I can run BLAST locally!

A few suggestions from the post-doc ("Try keeping all the BLAST files in the same folder.") got my Unix problems solved. Commenters on my last post have provided lots of suggestions, some of which are useful and some of which address problems I've already solved. Neil has even set up a NodalPoint page about this problem, but I haven't yet figured out how to edit in my comments.

I've now used standalone (local) BLAST to search the database of 2136 different 39 nt segments of the H. influenzae Rd genome with the source genome (Rd) sequence. This is the 'positive control' for the searches I want to do with the non-Rd genome sequences. This worked, and let me do some trials to work out which options I should specify. Then I did the same searches with the three other genomes I have. This showed me other problems, some of which I haven't worked out yet.
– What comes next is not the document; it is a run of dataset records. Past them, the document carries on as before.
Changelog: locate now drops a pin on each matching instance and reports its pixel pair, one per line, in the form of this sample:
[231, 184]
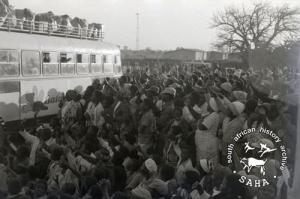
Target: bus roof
[27, 41]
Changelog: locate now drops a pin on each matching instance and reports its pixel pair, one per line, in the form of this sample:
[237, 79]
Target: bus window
[82, 61]
[96, 64]
[108, 61]
[31, 63]
[9, 65]
[67, 63]
[50, 63]
[118, 64]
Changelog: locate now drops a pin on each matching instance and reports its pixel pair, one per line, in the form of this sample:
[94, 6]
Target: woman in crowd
[148, 136]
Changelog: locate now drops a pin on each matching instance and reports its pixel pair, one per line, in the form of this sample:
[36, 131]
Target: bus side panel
[48, 91]
[9, 100]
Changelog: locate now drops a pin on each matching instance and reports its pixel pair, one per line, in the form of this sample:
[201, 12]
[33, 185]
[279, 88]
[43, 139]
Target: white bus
[37, 67]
I have two big remaining problems.

First, I need to understand BLAST searches well enough to optimize the alignments. I understand that mismatches close to the ends of the sequences will be under-represented, because of how BLAST works. I think this appeared in the search results - instead of alignments with single mismatches near the ends I think I got alignments that had been shortened by 4 nt. I may be able to minimize this by setting the options appropriately, but I probably can't eliminate it. Luckily the first and last 5 nt are the least important for this analysis.

Second, the information I need to get from the non-Rd searches is the locations of mismatches within the 39 nt segments. For this I found that representing the output as pairwise alignments made easiest to extract the information that specifies the positions of the mismatches within the alignments. This is relatively straightforward (yes Neil, with Word and Excel) provided the mismatches are internal to 39 nt alignments, but will need some more sophisticated tricks for alignments that are truncated at one or the other end. Another problem for extracting the position info is that half of the 39 nt sequences are in the opposite orientation to the others, and so they are reversed in the output.

The guy in the next office strongly recommended BBEdit, so I bought that. He said it does a lot of the editing chores that I'd otherwise need to write Perl scripts to do. Sounded great. But BBEdit has wandered far from its "Bare Bones Software" (="BB") roots, and learning how to use it will take some time...

Preparing to run BLAST locally

I asked the guy in the next office for advice about using BLAST to characterize the pattern of variation in and around USS sites in the sequenced H. influenzae strain genomes. His advice was to set up BLAST on one of our own computers (not a big deal, he said), to create a BLAST database containing all of the ~2000 USS sequences (39 nt each) from the H. influenzae Rd genome, and then to 'query' this database with the genome sequences of each of the other strain genomes in turn. This has the big benefit of creating only one output file for each genome, rather than the one file for each SS site I would have if I used the 39 nt USS sequences as queries.

Finding the downloadable files at NCBI was quite easy, and I now have a BLAST folder in the applications folder of our fast Mac (Stingray). I also had no trouble converting my file of ~2000 USS sequences into FASTA format, with each entry given an identifying number (I don't need that but BLAST does). And I downloaded the genome sequence files - only 3 other H. influenzae genome sequences turned out to be directly available from GenBank; the others apparently still must be obtained from the various sequencing centers. One of the post-docs may already have these, but if not I think I don't really need data from more than three anyway.

I also found the instructions for formatting commands for BLAST searches, and (must do first) how to use the 'formatdb' program to convert my FASTA file into a recognized BLAST database file. BUT, as usual, I'm stuck at the very basics of using Unix commands in the Mac Terminal interface. I'm hoping one or other of the post-docs will be able to set me straight today.